Perched in front of Buckingham Palace I was privileged to watch history unfold. The 17th IAAF World Championships race walk started a bit differently than before. In addition to the 48 men that toed the line in the 50km, 7 ground-breaking women stepped up as the first women to compete in the longest footrace at the IAAF World Championships. The movement was spearheaded by Erin Taylor-Talcott, through a combination of great performances and legal challenges. Beside her were world record holder Ines Henriques, USA record holder Katie Burnett as well as a strong contingent from China and area champions. I've written quite a bit on their path to the championships; you can read the initial articles here.

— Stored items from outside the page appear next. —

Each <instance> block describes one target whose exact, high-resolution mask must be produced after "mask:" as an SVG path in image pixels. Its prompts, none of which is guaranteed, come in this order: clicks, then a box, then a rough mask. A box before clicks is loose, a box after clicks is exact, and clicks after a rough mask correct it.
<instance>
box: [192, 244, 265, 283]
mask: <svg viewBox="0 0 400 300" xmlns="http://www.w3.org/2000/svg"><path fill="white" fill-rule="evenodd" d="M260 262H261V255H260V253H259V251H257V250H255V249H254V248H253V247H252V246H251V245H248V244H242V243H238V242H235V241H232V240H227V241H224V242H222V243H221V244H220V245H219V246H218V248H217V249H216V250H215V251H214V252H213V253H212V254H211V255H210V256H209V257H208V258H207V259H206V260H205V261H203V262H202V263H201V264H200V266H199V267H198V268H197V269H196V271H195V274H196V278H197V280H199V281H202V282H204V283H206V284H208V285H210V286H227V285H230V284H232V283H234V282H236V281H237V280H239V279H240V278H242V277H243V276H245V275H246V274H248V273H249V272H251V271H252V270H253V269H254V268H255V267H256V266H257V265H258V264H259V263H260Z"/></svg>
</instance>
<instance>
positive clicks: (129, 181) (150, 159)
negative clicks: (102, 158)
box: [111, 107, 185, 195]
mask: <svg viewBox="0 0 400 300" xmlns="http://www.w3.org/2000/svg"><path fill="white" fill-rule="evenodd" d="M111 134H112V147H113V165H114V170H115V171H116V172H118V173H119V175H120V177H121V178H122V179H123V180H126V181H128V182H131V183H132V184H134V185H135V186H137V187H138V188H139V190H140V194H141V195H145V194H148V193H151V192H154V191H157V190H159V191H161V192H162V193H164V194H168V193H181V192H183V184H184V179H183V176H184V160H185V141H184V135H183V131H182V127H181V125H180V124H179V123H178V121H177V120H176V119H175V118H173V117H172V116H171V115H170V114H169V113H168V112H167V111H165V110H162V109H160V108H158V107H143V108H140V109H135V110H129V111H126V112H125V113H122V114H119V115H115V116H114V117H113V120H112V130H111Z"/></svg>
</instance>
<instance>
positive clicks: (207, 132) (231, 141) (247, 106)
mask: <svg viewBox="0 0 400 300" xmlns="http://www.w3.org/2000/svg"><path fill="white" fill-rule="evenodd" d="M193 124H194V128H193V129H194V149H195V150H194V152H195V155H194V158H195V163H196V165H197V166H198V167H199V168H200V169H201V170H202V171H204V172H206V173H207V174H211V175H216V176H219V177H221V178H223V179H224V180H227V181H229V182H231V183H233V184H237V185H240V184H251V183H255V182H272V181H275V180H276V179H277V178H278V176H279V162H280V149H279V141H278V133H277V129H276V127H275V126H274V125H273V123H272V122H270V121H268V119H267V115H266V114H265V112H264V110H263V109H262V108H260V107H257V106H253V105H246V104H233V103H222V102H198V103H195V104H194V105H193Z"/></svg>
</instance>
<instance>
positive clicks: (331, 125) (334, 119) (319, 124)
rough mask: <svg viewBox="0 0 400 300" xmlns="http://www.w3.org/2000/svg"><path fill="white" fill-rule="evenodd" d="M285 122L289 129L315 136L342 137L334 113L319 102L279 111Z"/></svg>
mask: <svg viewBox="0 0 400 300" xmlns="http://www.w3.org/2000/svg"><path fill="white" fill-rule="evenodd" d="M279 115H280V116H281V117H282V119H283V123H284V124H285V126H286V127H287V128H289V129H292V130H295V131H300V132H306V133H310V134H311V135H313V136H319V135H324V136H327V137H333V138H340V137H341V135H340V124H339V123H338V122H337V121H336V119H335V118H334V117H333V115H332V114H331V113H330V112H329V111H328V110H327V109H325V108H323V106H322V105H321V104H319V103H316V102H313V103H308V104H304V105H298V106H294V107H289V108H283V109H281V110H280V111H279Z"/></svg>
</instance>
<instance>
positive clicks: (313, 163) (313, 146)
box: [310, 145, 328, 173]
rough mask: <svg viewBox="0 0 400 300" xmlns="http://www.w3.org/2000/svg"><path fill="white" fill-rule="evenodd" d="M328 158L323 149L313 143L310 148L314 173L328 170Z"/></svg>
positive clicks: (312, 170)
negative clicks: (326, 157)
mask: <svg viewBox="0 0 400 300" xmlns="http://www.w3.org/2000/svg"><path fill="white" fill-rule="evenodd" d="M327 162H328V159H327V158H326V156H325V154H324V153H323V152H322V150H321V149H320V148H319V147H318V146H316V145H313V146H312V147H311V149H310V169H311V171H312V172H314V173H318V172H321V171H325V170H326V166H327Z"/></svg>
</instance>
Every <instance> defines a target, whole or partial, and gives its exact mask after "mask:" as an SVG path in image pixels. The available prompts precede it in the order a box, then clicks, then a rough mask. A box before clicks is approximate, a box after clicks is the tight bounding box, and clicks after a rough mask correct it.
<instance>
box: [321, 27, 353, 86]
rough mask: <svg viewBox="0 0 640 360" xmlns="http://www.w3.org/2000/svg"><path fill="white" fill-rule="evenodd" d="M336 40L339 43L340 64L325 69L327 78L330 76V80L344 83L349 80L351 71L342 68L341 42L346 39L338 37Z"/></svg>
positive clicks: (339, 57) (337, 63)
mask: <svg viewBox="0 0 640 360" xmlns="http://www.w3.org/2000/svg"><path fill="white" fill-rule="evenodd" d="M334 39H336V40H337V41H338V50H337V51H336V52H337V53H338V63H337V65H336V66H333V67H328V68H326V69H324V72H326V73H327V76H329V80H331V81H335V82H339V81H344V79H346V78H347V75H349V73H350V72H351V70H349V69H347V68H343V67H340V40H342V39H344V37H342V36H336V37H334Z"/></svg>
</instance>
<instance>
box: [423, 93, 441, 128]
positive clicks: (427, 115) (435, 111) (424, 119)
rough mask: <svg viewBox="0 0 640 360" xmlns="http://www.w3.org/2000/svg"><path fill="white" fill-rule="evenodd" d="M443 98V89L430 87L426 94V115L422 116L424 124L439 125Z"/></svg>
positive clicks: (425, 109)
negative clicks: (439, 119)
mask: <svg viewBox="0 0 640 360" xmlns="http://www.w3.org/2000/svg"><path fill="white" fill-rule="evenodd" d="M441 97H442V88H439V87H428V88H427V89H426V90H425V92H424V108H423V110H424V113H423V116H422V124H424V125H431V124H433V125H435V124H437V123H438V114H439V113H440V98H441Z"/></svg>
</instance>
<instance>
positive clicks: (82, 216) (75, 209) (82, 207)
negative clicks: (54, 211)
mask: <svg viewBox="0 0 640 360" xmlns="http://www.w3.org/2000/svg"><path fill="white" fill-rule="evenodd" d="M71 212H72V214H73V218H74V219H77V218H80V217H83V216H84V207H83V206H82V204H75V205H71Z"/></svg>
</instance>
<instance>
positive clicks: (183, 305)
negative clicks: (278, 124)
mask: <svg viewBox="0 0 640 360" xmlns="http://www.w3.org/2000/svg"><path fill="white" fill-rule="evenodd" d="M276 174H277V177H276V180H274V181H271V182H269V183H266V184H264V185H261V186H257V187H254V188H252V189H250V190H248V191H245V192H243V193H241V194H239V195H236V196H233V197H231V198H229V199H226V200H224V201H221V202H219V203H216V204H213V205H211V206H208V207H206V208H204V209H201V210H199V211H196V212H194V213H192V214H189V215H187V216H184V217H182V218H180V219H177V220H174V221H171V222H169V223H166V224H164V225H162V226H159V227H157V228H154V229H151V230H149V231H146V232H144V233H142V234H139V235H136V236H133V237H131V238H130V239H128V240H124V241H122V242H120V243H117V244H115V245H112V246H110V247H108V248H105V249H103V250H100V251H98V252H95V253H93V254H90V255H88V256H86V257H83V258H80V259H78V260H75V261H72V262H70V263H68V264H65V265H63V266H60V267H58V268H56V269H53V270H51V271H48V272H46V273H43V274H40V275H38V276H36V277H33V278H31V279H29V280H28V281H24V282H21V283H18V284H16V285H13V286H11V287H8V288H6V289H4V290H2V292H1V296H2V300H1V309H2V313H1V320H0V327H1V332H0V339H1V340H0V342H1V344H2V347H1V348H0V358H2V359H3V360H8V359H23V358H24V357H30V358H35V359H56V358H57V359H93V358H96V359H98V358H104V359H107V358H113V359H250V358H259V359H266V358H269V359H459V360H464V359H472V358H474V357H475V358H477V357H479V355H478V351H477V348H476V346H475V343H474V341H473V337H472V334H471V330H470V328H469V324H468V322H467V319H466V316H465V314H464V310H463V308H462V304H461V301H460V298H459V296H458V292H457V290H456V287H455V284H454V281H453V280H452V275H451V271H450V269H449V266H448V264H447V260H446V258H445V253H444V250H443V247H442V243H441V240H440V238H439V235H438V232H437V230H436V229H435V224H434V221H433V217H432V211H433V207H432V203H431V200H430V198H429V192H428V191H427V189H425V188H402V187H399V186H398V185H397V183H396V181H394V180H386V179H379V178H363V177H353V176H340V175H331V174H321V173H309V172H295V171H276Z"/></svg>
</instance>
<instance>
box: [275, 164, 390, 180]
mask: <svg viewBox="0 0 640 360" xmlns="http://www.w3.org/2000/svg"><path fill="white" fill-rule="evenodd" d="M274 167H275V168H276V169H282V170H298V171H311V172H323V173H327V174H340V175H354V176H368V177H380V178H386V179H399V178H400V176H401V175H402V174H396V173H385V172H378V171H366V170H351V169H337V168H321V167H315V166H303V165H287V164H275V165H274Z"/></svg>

The small field is not a reflection of interest, but strict (many say too strict) time standards and only weeks of official notice. That did not deter these seven competitors.
The weather couldn't be more picture perfect. It was cool, low humidity, and the majority of the course started in shade. The women's race was ""run"" simultaneously with the men.
Ines Henriques and Hang Yin passing Buckingham Palace and leading the women right at the start.
Forming the next pack was area champion Nair Da Rosa and Shuqing Yang.
USA's Katie Burnett and Erin Taylor-Talcott were hot in pursuit and not conceeding a medal.
Erin Taylor-Talcott, looking completely legal from my perspective (queue the foreshadowing music in the background).
Completing the field is Susan Randall, walking strong and keeping to her pace.
Our two leaders continues to press, walking comfortably and in control as is usually the case early in a 50km.
Burnett on the other hand, was not content to sit back and moved up with the bronze medal pack.
Henriques and Yin make a garden walk look easy, coming through 5K at 24:43.
Da Rosa, Yang, and Burnett seems content to pace together, coming though 5K at 26:04.